- On April 20, 2017
- analysis, analysis, cluster, cluster, data, data, technique, technique
Cluster analysis is an essential weapon for every data scientist’s armoury. It is a great way to gain a sense of your data and is probably one of the most popular types of analysis techniques going around. This blog post will give you a quick primer on how to perform cluster analysis in R.
Clustering aims to divide data into groups (clusters). Imagine you are a strength and conditioning coach who wants to create different training regimes for players with different 40m sprint times (or different blood lactate levels or different deadlift numbers or whatever). Although it may not be feasible to create a different regime for each individual player (although that might be ideal), the next best thing would be to find 4-5 groups of players who have similar values and then create a different training regime for each group.
Clustering could help you find the best way to divide those players into groups. Thankfully we have programs like R which helps us find the best way to group the data without us having to do the messy mathematics ourselves.
When clustering goes well, the data within each cluster will be similar to each other, but the data in different clusters will be distinct from each other. Not ALL data is ‘clusterable’ though. It’s a bit like linear regression: you can input non-linear data into a linear model and still get a result, but it’s not going to mean anything. Similar to clustering, you can input non-clustered data into a clustering algorithm and still get a result, but it will be meaningless.
An example with the Iris data set
As an example of what clustering looks like, take a look at the scatter plot matrix of the ‘iris’ data set below.
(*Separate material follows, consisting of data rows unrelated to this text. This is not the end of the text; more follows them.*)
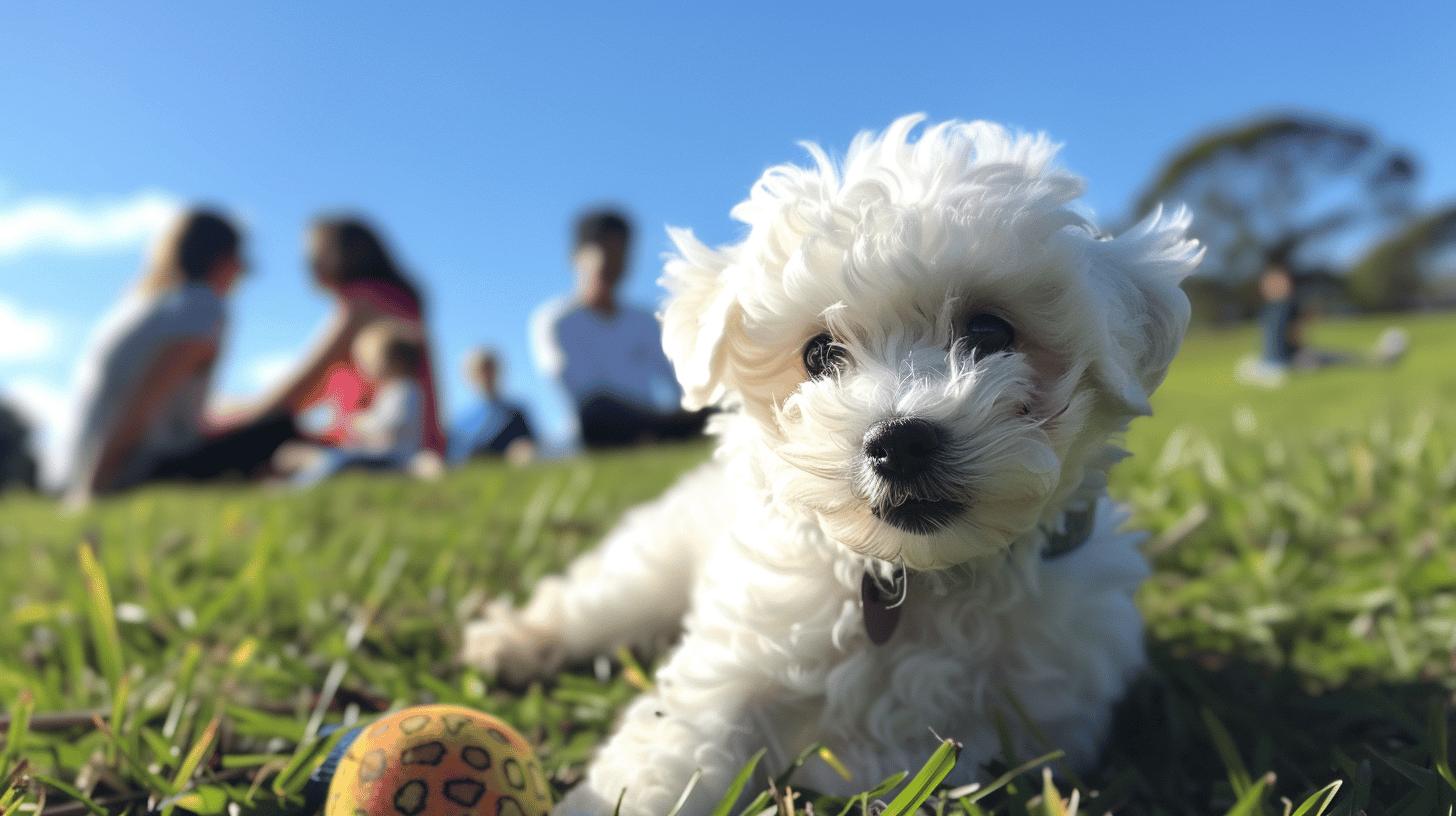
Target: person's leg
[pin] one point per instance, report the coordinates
(607, 421)
(682, 424)
(243, 450)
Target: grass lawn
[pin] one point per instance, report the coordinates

The iris data set comes built-in to R and contains the petal and sepal lengths (sepals are the small green leaves under the petals) of 50 iris flowers of three different species: Setosa, Versicolor and Virginica. Each plot is coloured according to species, and you can see that some of the plots show distinct clustering.
Figure 1: Setosa is pink, Versicolor is green and Virginica is blue
Clustering AIS data: K-means and Hierarchical Clustering
So let’s do some clustering of our own.
I’m using data from a 1991, Australian Institute of Sports study that looked at how various characteristics of blood varied with sport, body size and sex of the athlete. The data contains 202 observations and contains 13 variables, such as red blood cell count, haemoglobin concentration, Body mass index, sum of skin folds, and more. I got it from the downloadable ‘DAAG’ R package.
Here’s a scatter plot matrix of some of the variables.
Figure 2. Scatter plot matrix of AIS data; pcBfat vs lbm seems to show some clustering
It looks like the pcBfat (percentage of body fat) vs lbm (lean body mass) variables produces some clustering, so I’m going to use the k-means clustering algorithm on those variables to see what it returns.
Figure 3. Lean Body Mass vs Percentage Body Fat. It seems like there are clusters of data on the bottom and top left
With k-means, you have to supply the algorithm with how many clusters you want beforehand. That can be annoying since we may not know how many clusters exist in the data. What we can do is run k-means several times with different numbers of clusters and then see which number of clusters best fits the data.
Figure 4. Error in the model for different numbers of clusters
We’re looking for the ‘elbow’ in Figure 4, which I would say happens at either two or four clusters. Basically, we want to minimise the number of clusters we use while also minimising the amount of error in the model fit, and the elbow in the graph roughly tells us where those conditions intersect. I’m going to choose two clusters.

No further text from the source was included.